Il y a quelque chose de magique dans le cinéma de Chaplin, qui fait passer tous les excès. L’excès de symbolique avec ce plan inutile de Jésus pour bien souligner que lorsqu’Edna Purviance abandonne son bébé, c’est comme si elle portait sa croix. L’excès d’imagination facile avec cette scène de rêve rigoureusement inutile. L’excès de maquillage même, avec les fausses barbes des voleurs au début, qui date immédiatement le film. Quelque chose de magique, donc, qui fait que jusqu’à ses défauts, tout contribue à la perfection du Kid.
En passant pour la première fois au (presque) long métrage, Chaplin ne perd rien de son intensité. Au contraire même : c’est comme si ce nouvel espace de liberté lui permettait de laisser libre court à son imagination débordante, et à son obsession pour la perfection. Tout semble couler de source dans Le Kid. Pourtant, le moindre gag repose sur des trésors d’imagination.
Prenons la première scène dans laquelle apparaît le vagabond par exemple : celle où il découvre le bébé et tente en vain de s’en débarrasser illico. Cette idée du double landau, et la manière dont le bébé revient systématiquement dans les mains de Charlot, est formidable. Plus tard, un gag plus simple relève carrément du génie : celui où Charlot flirte avec la femme du policier et ne réalise pas que la main qui le tient par l’épaule est celle de ce dernier.

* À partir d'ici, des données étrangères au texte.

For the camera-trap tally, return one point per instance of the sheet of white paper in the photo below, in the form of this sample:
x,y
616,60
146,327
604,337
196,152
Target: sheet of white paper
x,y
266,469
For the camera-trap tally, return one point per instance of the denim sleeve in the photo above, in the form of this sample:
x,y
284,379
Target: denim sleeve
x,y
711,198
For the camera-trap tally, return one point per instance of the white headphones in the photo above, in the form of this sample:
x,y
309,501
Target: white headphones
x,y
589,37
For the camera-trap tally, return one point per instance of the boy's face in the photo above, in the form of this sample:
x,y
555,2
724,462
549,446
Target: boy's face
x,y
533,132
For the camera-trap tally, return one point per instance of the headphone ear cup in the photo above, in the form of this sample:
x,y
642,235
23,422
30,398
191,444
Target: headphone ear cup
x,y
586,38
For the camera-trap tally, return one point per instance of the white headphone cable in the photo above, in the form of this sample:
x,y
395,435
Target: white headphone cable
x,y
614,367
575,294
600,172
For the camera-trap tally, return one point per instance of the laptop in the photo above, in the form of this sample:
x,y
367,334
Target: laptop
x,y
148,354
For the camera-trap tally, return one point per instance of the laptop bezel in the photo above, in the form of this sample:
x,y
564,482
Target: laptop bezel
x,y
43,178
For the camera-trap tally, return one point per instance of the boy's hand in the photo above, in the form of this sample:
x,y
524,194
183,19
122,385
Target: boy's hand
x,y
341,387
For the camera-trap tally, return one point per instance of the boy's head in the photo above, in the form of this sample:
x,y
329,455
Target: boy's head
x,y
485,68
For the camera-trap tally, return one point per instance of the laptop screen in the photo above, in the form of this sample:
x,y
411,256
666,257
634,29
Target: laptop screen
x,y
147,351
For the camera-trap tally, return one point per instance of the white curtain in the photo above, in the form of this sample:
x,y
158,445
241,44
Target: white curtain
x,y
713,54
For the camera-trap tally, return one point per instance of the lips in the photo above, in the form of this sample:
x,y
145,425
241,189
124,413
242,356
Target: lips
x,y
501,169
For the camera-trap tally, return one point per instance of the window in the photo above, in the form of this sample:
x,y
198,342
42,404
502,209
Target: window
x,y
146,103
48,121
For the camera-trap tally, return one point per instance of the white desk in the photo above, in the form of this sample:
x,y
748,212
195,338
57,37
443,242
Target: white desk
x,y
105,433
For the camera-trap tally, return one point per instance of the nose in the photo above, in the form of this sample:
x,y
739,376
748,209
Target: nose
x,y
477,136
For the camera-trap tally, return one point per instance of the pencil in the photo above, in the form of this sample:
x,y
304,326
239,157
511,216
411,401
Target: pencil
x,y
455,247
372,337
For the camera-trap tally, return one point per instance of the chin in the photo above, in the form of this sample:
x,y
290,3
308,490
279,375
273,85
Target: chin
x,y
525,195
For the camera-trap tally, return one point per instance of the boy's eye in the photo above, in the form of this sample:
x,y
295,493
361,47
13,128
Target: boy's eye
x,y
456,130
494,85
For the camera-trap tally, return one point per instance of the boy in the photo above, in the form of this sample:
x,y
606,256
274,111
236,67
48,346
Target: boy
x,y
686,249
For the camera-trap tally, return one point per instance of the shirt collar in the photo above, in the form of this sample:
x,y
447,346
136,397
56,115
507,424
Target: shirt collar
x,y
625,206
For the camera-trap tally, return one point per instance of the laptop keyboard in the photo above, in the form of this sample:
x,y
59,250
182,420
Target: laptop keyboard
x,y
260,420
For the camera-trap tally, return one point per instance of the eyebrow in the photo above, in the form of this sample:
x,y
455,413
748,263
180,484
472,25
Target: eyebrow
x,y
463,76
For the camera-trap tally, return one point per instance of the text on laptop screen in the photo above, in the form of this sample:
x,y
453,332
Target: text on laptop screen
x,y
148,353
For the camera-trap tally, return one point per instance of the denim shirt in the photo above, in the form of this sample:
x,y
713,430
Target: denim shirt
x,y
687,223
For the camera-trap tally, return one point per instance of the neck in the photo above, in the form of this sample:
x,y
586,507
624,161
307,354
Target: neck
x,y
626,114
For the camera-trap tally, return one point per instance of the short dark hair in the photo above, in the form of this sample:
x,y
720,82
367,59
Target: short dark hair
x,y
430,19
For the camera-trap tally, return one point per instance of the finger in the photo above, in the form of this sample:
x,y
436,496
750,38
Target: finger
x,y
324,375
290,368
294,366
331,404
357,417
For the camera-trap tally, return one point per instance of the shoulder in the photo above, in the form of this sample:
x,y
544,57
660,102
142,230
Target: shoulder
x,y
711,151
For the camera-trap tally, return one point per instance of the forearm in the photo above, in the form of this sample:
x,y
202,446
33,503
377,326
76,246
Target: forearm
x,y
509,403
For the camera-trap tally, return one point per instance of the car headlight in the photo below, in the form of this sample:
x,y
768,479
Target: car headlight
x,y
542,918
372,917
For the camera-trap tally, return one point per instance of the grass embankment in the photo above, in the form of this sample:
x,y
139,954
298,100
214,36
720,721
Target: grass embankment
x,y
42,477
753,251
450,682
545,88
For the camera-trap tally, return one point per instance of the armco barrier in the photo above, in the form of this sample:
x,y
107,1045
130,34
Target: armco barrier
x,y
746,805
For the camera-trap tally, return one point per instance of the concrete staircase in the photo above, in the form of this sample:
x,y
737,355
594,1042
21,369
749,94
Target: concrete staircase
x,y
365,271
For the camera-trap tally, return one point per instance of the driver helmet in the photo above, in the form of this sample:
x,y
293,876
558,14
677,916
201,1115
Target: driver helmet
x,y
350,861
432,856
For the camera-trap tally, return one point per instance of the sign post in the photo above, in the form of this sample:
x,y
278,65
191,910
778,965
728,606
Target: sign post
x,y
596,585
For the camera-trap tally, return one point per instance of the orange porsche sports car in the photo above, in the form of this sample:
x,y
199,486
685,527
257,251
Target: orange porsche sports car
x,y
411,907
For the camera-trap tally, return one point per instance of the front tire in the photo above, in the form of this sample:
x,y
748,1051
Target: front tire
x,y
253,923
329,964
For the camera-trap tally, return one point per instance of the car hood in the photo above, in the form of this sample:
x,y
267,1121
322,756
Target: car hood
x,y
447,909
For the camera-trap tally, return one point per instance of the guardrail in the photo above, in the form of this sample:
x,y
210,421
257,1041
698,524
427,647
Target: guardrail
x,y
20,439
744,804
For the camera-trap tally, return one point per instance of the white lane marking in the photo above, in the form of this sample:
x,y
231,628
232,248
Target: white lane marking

Il y a aussi, et surtout, toutes les scènes avec Jackie Coogan, gamin découvert par Chaplin qui deviendra l’une des plus grandes stars de son époque. Et pour cause : il parvient non pas à voler la vedette à Chaplin, mais à former un vrai duo avec lui, cohérent et irrésistible. Les scènes de repas, celle du dortoir, ou encore celle des vitres brisées, sont autant de merveilles inoubliables.